No ano passado, o tráfego para os 50 principais sites de notícias cresceu 27%. Mas o preço de um anúncio online caiu 48%.

A conseqüência é que a quantidade de nossa vida cívica que ocorre sob a luz do dia da observação por jornalistas está diminuindo. O número de conselhos municipais e comissões de zoneamento, conselhos de administração e casas estatais, mansões de governadores e capitais mundiais sendo cobertos regularmente, mesmo por um jornalista solitário, está diminuindo. Uma em cada cinco pessoas que trabalhavam nas redações de jornais em 2000 desapareceu no início de 2009, e o número é sem dúvida maior agora. Meu jornal antigo, o Los Angeles Times, tem metade dos repórteres que publicou uma década atrás.

O problema é mais agudo em jornais maiores do que em jornais menores, mas ninguém está imune – e eu arrisco as áreas suburbanas metropolitanas talvez sejam as mais vulneráveis.

Sites de notícias alternativos, como Voice of San Diego e MinnPost, são inovações emocionantes, mas o número de pessoas que trabalham lá ainda não chega perto dos números perdidos – e nenhum desses sites até agora encontrou um modelo de negócios sustentável.

Mais da vida americana ocorre agora na sombra. E não podemos saber o que não sabemos.

Jornais são mais do que parcialmente culpados. Assim como outras indústrias tradicionais, os jornais deixaram escapar uma geração de oportunidades – de E-Bay a Google, de Realtor.com a Monster.com. A indústria está ficando sem opções, embora eu acredite que algumas permaneçam. Isso inclui cobrar pelo conteúdo, dificultar os agregadores, criar shoppings online e muito mais. Ninguém sabe o que prevalecerá. Sou analista, não advogado. A única coisa perto de um consenso é que provavelmente nenhuma fonte de receita será suficiente.

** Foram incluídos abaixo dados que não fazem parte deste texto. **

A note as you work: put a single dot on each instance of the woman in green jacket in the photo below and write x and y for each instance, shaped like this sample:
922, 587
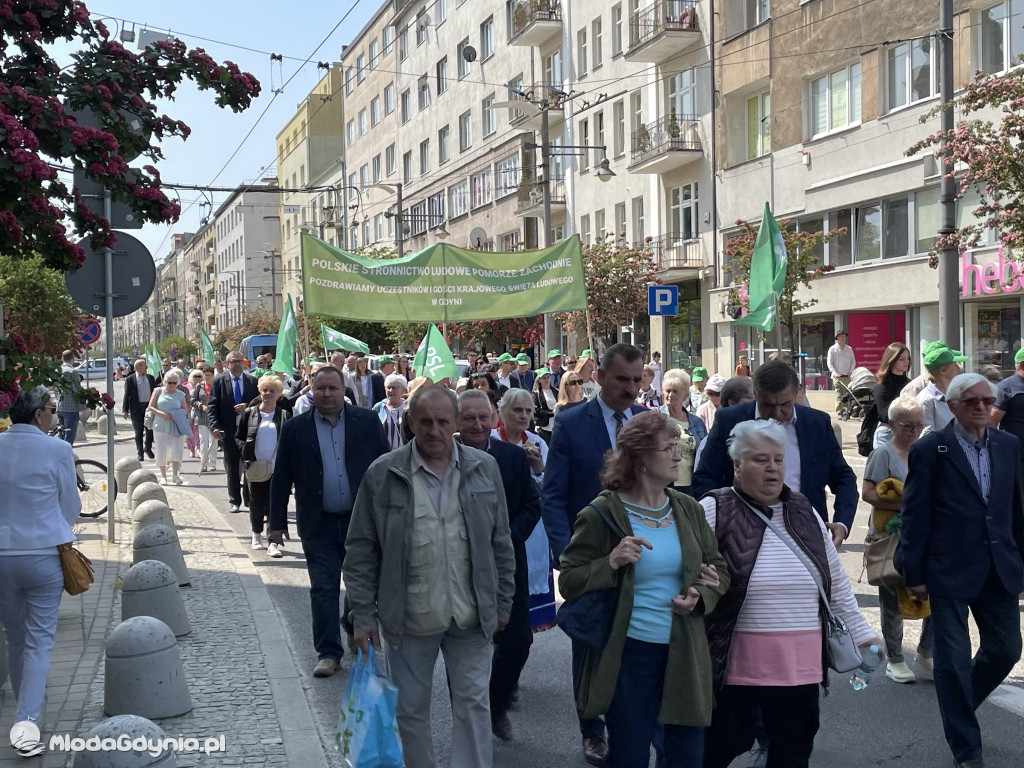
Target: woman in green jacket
669, 574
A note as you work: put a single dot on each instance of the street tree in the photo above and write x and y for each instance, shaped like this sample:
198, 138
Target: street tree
984, 156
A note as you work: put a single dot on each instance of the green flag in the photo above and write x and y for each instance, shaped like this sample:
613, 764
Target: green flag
288, 335
433, 358
337, 340
768, 264
208, 354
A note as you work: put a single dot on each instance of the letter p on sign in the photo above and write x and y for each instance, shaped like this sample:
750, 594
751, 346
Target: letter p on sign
663, 300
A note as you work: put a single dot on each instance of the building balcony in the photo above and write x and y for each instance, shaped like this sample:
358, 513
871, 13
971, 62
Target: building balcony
529, 198
536, 23
666, 30
666, 144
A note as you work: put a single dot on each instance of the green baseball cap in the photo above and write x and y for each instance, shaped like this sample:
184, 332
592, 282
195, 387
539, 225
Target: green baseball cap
942, 355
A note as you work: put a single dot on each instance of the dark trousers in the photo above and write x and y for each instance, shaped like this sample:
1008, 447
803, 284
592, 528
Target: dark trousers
589, 727
324, 546
143, 436
633, 717
962, 683
791, 720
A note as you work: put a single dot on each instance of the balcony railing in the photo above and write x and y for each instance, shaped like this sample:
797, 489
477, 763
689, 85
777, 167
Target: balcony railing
663, 15
674, 133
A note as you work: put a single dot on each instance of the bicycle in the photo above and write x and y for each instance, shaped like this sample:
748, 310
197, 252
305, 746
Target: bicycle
91, 478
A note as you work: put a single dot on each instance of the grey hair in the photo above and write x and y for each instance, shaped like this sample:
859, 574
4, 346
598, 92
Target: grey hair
964, 382
744, 434
28, 402
904, 406
513, 397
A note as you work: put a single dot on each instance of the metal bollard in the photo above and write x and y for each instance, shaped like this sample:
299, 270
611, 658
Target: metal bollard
159, 543
143, 673
123, 470
151, 589
146, 492
137, 478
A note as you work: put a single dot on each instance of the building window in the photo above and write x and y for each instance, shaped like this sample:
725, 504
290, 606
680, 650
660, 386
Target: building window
1001, 37
582, 52
487, 117
910, 73
465, 131
616, 30
836, 100
487, 39
463, 64
442, 76
758, 125
423, 92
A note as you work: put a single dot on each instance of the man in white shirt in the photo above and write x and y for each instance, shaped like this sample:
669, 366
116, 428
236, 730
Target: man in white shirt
841, 364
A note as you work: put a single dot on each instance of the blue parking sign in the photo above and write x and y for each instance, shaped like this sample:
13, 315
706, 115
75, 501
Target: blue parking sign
663, 300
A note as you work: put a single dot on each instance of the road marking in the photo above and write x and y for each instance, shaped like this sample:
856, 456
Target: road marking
1009, 697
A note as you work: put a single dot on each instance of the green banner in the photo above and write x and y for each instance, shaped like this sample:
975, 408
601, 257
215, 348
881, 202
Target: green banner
442, 283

Então, devemos nos importar se os jornais sobreviverão? Talvez não. Máquinas de escrever chegaram e se foram. Mas acredito que temos um interesse como cidadãos em ter repórteres independentes, que trabalham em período integral e que saem para reunir notícias, não apenas falam sobre isso, e que tentam acertar os fatos e o contexto.

E não são apenas os repórteres investigativos que eu tenho em mente, mas talvez ainda mais os repórteres que simplesmente aparecem semana após semana, sentam na primeira fila e prestam testemunho, e que, simplesmente por sua presença, dizem para aqueles que estão no poder em nome de todos nós, você está sendo vigiado.